Ahmed Raza Shan E, Langenkämper Daniel, Sirinukunwattana Korsuk, Epstein David, Nattkemper Tim W, Rajpoot Nasir M
Department of Computer Science, University of Warwick, Coventry, CV4 7AL UK.
Biodata Mining Group, Bielefeld University, Bielefeld, Germany.
BioData Min. 2016 Mar 5;9:11. doi: 10.1186/s13040-016-0088-2. eCollection 2016.
study of mapping and interaction of co-localized proteins at a sub-cellular level is important for understanding complex biological phenomena. One of the recent techniques to map co-localized proteins is to use the standard immuno-fluorescence microscopy in a cyclic manner (Nat Biotechnol 24:1270-8, 2006; Proc Natl Acad Sci 110:11982-7, 2013). Unfortunately, these techniques suffer from variability in intensity and positioning of signals from protein markers within a run and across different runs. Therefore, it is necessary to standardize protocols for preprocessing of the multiplexed bioimaging (MBI) data from multiple runs to a comparable scale before any further analysis can be performed on the data. In this paper, we compare various normalization protocols and propose on the basis of the obtained results, a robust normalization technique that produces consistent results on the MBI data collected from different runs using the Toponome Imaging System (TIS). Normalization results produced by the proposed method on a sample TIS data set for colorectal cancer patients were ranked favorably by two pathologists and two biologists. We show that the proposed method produces higher between class Kullback-Leibler (KL) divergence and lower within class KL divergence on a distribution of cell phenotypes from colorectal cancer and histologically normal samples.

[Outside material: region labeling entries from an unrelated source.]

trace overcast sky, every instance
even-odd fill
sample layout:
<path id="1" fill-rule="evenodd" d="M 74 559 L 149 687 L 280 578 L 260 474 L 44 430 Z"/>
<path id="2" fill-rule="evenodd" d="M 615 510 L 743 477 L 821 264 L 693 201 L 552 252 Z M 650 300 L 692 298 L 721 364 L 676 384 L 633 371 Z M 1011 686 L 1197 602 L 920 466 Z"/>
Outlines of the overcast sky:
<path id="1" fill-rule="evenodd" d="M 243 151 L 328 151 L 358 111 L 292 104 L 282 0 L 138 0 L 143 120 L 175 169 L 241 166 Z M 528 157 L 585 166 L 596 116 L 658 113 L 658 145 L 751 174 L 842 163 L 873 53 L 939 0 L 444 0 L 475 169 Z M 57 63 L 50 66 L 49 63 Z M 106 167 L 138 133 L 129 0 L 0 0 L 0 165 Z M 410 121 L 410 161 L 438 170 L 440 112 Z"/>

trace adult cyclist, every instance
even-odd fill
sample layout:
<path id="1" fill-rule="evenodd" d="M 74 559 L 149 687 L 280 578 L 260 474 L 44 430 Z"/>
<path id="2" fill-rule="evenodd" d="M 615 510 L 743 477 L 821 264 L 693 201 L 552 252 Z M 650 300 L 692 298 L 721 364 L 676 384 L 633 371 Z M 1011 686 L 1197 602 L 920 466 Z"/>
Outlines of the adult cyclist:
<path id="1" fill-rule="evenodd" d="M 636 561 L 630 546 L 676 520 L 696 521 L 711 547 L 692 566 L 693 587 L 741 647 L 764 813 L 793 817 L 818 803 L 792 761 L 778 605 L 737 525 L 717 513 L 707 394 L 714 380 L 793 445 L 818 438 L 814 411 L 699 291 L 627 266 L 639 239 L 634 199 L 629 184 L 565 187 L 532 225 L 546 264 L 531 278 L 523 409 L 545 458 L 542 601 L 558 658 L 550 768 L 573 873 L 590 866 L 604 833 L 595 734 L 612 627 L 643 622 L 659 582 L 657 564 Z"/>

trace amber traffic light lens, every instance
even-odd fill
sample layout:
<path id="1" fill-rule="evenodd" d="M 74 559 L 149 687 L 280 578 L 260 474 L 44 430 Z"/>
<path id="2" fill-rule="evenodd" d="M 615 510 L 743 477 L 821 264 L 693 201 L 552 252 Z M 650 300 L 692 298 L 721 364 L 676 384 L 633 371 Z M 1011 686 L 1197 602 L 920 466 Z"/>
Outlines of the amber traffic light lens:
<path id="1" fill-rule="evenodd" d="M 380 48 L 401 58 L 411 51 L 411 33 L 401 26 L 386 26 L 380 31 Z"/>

在亚细胞水平研究共定位蛋白的图谱绘制及相互作用对于理解复杂的生物学现象至关重要。绘制共定位蛋白的最新技术之一是循环使用标准免疫荧光显微镜(《自然生物技术》24:1270 - 8, 2006;《美国国家科学院院刊》110:11982 - 7, 2013)。不幸的是,这些技术存在问题,即在一次运行以及不同运行之间,蛋白质标记信号的强度和定位存在变异性。因此,有必要在对来自多次运行的多重生物成像(MBI)数据进行任何进一步分析之前,将其预处理协议标准化到可比的规模。在本文中,我们比较了各种归一化协议,并根据所得结果提出了一种强大的归一化技术,该技术对使用拓扑成像系统(TIS)从不同运行中收集的MBI数据产生一致的结果。两位病理学家和两位生物学家对所提出的方法在一组结直肠癌患者的TIS样本数据集上产生的归一化结果给予了高度评价。我们表明,所提出的方法在结直肠癌和组织学正常样本的细胞表型分布上产生了更高的类间库尔贝克 - 莱布勒(KL)散度和更低的类内KL散度。